A typical example of problem that has an optimal solution by implementing a greedy algorithm is the activity selection one, here is its description on wikipedia. In few words, we have a bunch of activities, identified by a start and end time, and we want to find a maximum selection of non-conflicting elements.

A couple of test cases (written in C++11 for GoogleTest) should clarify the problem:
typedef std::pair<int, int> Activity;
typedef std::vector<Activity> Activities;

TEST(ActSel, Simple)
{
  Activities input { {1, 2}, {5, 9}, {0, 6}, {8, 9}, {3, 4}, {5, 7} };

  Activities output = selectMax(input);
  ASSERT_EQ(4, output.size());
  for(unsigned i = 1; i < output.size(); ++i)
    ASSERT_LE(output[i-1].second, output[i].first);
}

TEST(ActSel, Simple2)
{
  Activities input { {1, 4}, {3, 5}, {0, 6}, {3, 9}, {5, 9}, {5, 7}, {6, 10}, {8, 11}, {8, 12}, {2, 14}, {12, 16} };

  Activities output = selectMax(input);
  ASSERT_EQ(4, output.size());
  for(unsigned i = 1; i < output.size(); ++i)
    ASSERT_LE(output[i-1].second, output[i].first);
}
In both cases I expect a selection of four Activity objects in output.
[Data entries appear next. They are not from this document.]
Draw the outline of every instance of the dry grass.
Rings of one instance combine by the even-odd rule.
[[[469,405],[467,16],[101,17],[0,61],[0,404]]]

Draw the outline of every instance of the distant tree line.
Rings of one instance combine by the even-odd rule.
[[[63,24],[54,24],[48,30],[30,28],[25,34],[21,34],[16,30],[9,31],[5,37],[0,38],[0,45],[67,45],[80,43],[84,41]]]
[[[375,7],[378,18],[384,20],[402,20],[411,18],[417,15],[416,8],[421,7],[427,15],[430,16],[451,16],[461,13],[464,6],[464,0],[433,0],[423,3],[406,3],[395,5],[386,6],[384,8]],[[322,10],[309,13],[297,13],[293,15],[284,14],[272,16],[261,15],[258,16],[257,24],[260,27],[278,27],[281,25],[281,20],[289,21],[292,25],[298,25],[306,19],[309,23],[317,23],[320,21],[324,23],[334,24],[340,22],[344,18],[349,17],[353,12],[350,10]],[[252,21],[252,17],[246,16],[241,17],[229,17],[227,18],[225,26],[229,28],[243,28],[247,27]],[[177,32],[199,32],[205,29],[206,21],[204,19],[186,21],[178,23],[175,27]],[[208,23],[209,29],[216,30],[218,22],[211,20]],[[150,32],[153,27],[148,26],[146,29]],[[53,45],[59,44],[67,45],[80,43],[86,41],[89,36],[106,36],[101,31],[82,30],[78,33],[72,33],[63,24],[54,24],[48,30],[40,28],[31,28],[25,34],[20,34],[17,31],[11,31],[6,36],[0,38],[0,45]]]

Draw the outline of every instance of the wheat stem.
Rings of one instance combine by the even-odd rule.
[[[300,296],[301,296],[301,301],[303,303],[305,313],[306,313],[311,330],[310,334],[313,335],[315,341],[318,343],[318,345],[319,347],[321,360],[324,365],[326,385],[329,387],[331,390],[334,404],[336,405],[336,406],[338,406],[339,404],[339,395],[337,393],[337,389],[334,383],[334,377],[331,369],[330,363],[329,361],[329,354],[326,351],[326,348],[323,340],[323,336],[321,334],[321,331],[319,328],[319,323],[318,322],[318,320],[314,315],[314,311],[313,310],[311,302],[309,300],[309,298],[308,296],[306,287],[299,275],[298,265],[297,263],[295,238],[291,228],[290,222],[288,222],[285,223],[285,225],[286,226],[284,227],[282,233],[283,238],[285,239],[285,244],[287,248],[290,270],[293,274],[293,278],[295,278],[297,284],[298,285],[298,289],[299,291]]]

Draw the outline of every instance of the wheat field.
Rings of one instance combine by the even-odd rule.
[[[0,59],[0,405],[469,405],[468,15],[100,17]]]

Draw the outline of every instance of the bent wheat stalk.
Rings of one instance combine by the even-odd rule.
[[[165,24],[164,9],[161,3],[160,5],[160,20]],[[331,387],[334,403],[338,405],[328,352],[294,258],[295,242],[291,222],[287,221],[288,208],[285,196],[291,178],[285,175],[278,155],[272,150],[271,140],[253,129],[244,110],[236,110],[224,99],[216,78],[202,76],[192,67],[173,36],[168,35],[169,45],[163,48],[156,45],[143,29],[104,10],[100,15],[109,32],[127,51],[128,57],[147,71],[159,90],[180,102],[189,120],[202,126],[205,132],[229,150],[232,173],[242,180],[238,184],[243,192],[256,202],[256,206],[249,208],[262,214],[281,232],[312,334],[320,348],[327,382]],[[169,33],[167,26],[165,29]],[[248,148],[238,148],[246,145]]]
In the first case these elements: (1, 2) (3, 4) (5, 7) (8, 9), in the second one (1, 4) (5, 7) (8, 12) (12, 16), or maybe (8, 11) instead of (8, 12). As you can see, there could be more solutions, and the problem doesn't require you to be particolary choosy. Once you maximize the number of selected items, the actual value of each of them is not an issue.

Still, I want to ensure in my test cases that I peak a valid solution, so I check, through ASSERT_LE, that all the elements in the extracted sequence are ordered as expected.

As said above, this problem has a greedy optimal solution. What we have to do is just sorting the input elements by their second component (the end time), and then greedily accepting all the elements we can. As in this implementation:
Activities selectMax(Activities& input) // 1
{
  std::sort(input.begin(), input.end(), [](Activity a, Activity b) { return a.second < b.second; }); // 2

  Activities output;
  output.push_back(input[0]); // 3

  for(unsigned i = 0, j = 1; j < input.size(); ++j) // 4
  {
    if(input[j].first >= input[i].second) // 5
    {
      output.push_back(input[j]);
      i = j;
    }
  }

  return output;
}
1. We don't mind if this function modify the input parameter, so it is passed as non-constant reference. Beware that this should be know and accepted by the callers.
2. The "normal" STL sort() function would order the passed sequence by its first component. So we need to use the overloaded version that let as pass a predicate to be used as comparator. Using a C++11 lambda function, as shown here, makes it simple and elegant.
3. The first element is always selected.
4. Now we are ready to loop on all the other elements in the sequence. The real looping variable is j, while i is used to keep track of the last accepted element.
5. The first element after the last accepted one that starts not before the end of it, is pushed in the output sequence.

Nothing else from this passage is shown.